Jiménez poderá representar uma alternativa a ter em conta num futuro muito próximo

Chegados os ‘oitavos’ e logo num período em que não vinha sendo utilizado nos três jogos anteriores, Raúl Jiménez voltou a escolher bem a ocasião para reaparecer, tendo ajudado a revitalizar o ataque benfiquista, ao oferecer a mobilidade e persistência que Mitroglou não possui e fazendo parte de várias jogadas de perigo que contribuíram para a vitória dos bicampeões nacionais em título sobre o Zenit - mais um 1 milhão de euros de prémio imediato.

O Benfica neste momento apenas detém 3 pontos de vantagem sobre o FC Porto, quando poderia ter 4 ou até 6, tal como sucedeu na época passada. A grande diferença é que, na época passada, as águias lideravam a Liga, com o FC Porto na 2ª posição; este ano, quem lidera é o Sporting…

Curiosamente o nome de Raúl, neste caso a sua ausência, poderá até estar relacionado com esse facto, a realidade dos meros três pontos de diferença. Com a escolha de Rui Vitória a ter passado por outras opções (Carcela, Talisca e Salvio), a equipa encarnada perdeu organização ofensiva com as diversas alterações tácticas que conheceu ao invés da simples (e expectável também) aposta em mais um ponta-de-lança como o mexicano.



Obviamente que a questão apenas se coloca porque as entradas de Carcela, Talisca e Salvio não surtiram efeito. Dir-se-á até que em futebol é mais simples criticar quando o resultado já é conhecido. De qualquer forma, nunca se saberá quais os resultados práticos de uma eventual aposta em Raúl Jiménez para atacar o dragão, pois este não sairia do banco de suplentes. No entanto, a boa entrada do centro-americano ante o Zenit dá conta da utilidade que poderia ter tido…

A boa resposta dada por Jiménez frente ao conjunto orientado por André Villas-Boas voltou a transmitir aquilo que tem transparecido na sua passagem pelo clube: a imagem de um jogador útil, mas que também obrigou a custos altos para se contar com os seus préstimos.
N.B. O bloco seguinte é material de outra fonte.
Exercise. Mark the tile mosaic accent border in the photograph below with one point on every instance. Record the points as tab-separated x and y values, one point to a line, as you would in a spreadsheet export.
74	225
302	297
Uma espécie de ‘Citroën futebolístico’ - utilitário, capaz de evoluir com baixos consumos, mas que no momento da sua aquisição junto do ‘stand’ obrigou a um esforço suplementar.

Benfica necessita de quem decida nos grandes jogos - Raúl terá de ‘chegar-se á frente’
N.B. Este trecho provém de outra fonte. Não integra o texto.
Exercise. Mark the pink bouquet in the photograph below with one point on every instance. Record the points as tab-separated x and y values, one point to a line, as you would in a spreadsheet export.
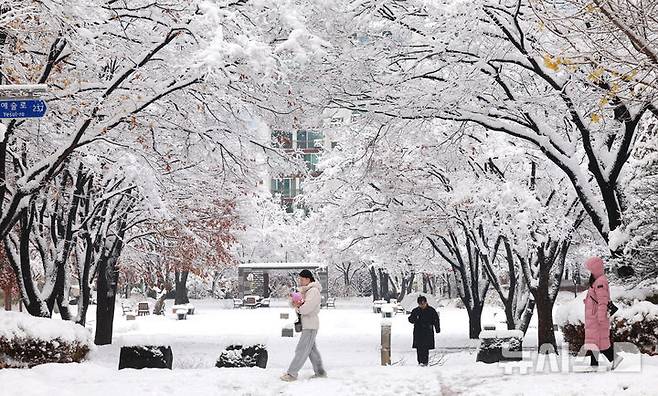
296	297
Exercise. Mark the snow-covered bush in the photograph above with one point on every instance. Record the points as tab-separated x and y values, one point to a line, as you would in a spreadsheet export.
237	356
27	341
635	322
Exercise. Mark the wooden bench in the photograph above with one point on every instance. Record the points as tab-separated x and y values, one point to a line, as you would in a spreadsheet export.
251	302
143	309
126	307
181	313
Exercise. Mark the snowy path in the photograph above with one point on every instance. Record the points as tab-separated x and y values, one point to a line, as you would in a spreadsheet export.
348	341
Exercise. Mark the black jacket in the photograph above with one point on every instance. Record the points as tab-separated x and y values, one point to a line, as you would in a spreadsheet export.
425	322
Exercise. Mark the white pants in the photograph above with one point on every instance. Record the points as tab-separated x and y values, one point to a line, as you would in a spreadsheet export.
306	348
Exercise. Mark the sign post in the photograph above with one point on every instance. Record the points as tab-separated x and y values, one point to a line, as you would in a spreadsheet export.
22	101
22	108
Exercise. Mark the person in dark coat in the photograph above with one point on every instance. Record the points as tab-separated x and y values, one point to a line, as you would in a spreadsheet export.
425	320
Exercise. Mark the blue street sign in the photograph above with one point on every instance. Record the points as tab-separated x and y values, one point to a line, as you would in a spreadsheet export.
22	108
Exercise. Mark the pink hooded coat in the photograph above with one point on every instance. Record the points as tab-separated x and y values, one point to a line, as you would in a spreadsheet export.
597	324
Esses elevados custos obrigariam, e obrigarão, a que o contributo de Jiménez seja ainda mais regular e determinante, e tornarão uma imposição para Jiménez aparecer nos grandes momentos que se adivinham. Como exemplo surge a visita a Alvalade para discutir a liderança, depois de, tal como grande parte dos seus companheiros, ter deixado uma imagem pálida das suas capacidades nos anteriores derbies desta temporada.



Mais do que polémicas sobre arbitragens e processos disciplinares sobre adversários, o Benfica necessita urgentemente de vitórias em clássicos e é neste tipo de jogos que têm de salientar-se os jogadores mais influentes e também os jogadores de mais elevado custo, como Raúl. Restará, portanto, saber se o seu contributo pode crescer nesse tipo de encontros nos quais a equipa precisa de quem decida.

Ainda assim, antes desse momento decisivo, a equipa encarnada terá mais um desafio de elevado risco na visita deste Sábado ao terreno do Paços de Ferreira. Uma partida como visitante frente a uma defesa firme e aguerrida que importa desgastar, como bem agrada a um jogador com as características de… Raúl Jiménez.

É precisamente Raúl quem poderia representar uma excelente hipótese para alinhar como titular neste confronto na Capital do Móvel, do qual se espera muita luta e oposição por parte do adversário. Caso Rui Vitória tenha também este aspecto em consideração, poderá estar para breve mais uma oportunidade privilegiada para o 9 benfiquista dissipar dúvidas quanto ao seu real valor.